Determine the pH of 263 ml of solution which has [NH 4I] = 0.300 M. Kb = 1.74 × 10-5 for NH3(aq)
I managed to get it :)
though for others who might be looking to solve this for their practice questions
Convert Kb to Ka
Ka = kw/Kb
then just use an ice table with Ka=x^2/ 0.300M-x (x is small)
and just -log[H3O+)
4.9
To determine the pH of a solution with [NH4I] = 0.300 M, we need to consider the NH3 formed by the reaction of NH4I with water.
The balanced chemical equation for the reaction is:
NH4I (aq) + H2O (l) ⇌ NH3 (aq) + H3O+ (aq)
In this reaction, NH4I acts as an acid and donates a proton (H+) to water to form NH3 and H3O+.

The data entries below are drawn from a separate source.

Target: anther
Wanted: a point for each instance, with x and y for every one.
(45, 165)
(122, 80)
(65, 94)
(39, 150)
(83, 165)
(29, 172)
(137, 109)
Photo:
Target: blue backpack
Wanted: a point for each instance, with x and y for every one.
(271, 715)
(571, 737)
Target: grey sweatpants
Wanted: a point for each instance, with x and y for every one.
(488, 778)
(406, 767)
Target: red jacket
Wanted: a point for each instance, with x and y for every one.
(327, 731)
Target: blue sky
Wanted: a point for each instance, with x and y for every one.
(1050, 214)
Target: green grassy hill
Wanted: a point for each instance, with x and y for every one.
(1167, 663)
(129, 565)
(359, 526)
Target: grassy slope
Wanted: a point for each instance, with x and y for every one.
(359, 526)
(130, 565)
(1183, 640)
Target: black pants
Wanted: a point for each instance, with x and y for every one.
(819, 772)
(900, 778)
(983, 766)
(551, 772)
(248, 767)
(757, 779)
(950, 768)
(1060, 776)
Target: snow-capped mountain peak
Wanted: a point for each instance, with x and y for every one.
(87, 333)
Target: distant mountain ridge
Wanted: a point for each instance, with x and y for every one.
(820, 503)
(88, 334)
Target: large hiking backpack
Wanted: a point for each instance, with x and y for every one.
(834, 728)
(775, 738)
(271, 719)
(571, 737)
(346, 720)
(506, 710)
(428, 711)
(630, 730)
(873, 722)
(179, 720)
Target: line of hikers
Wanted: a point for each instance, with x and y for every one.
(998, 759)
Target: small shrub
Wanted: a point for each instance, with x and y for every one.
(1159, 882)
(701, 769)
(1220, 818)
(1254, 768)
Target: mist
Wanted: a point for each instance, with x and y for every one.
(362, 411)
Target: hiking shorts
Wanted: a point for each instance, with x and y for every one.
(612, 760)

First, we need to calculate the concentration of NH3 produced. Since there is a one-to-one ratio between NH4I and NH3, the concentration of NH3 will also be 0.300 M.
Next, we need to calculate the concentration of H3O+ (hydroxonium ion) using the Kb of NH3. Kb is the equilibrium constant for the reaction of NH3 with water to form OH- and NH4+. However, since we are given the Kb value, we can use it to find the concentration of H3O+.
Kb = [NH4+][OH-] / [NH3]
We know that [NH3] = 0.300 M and Kb = 1.74 × 10^(-5). Let's assume x is the concentration of OH-.
1.74 × 10^(-5) = (x)(0.300) / (0.300)
Simplifying the equation, we get:
1.74 × 10^(-5) = x
Now we know that the concentration of H3O+ = x. Since water is neutral, [H3O+] = [OH-], and therefore the concentration of OH- is also x.
So, the concentration of H3O+ or [H+] is 1.74 × 10^(-5) M.
To find the pH, we need to take the negative logarithm of [H3O+] (or [H+]):
pH = -log10 (1.74 × 10^(-5))
Calculating this expression, we find:
pH ≈ 4.76
Therefore, the pH of the solution is approximately 4.76.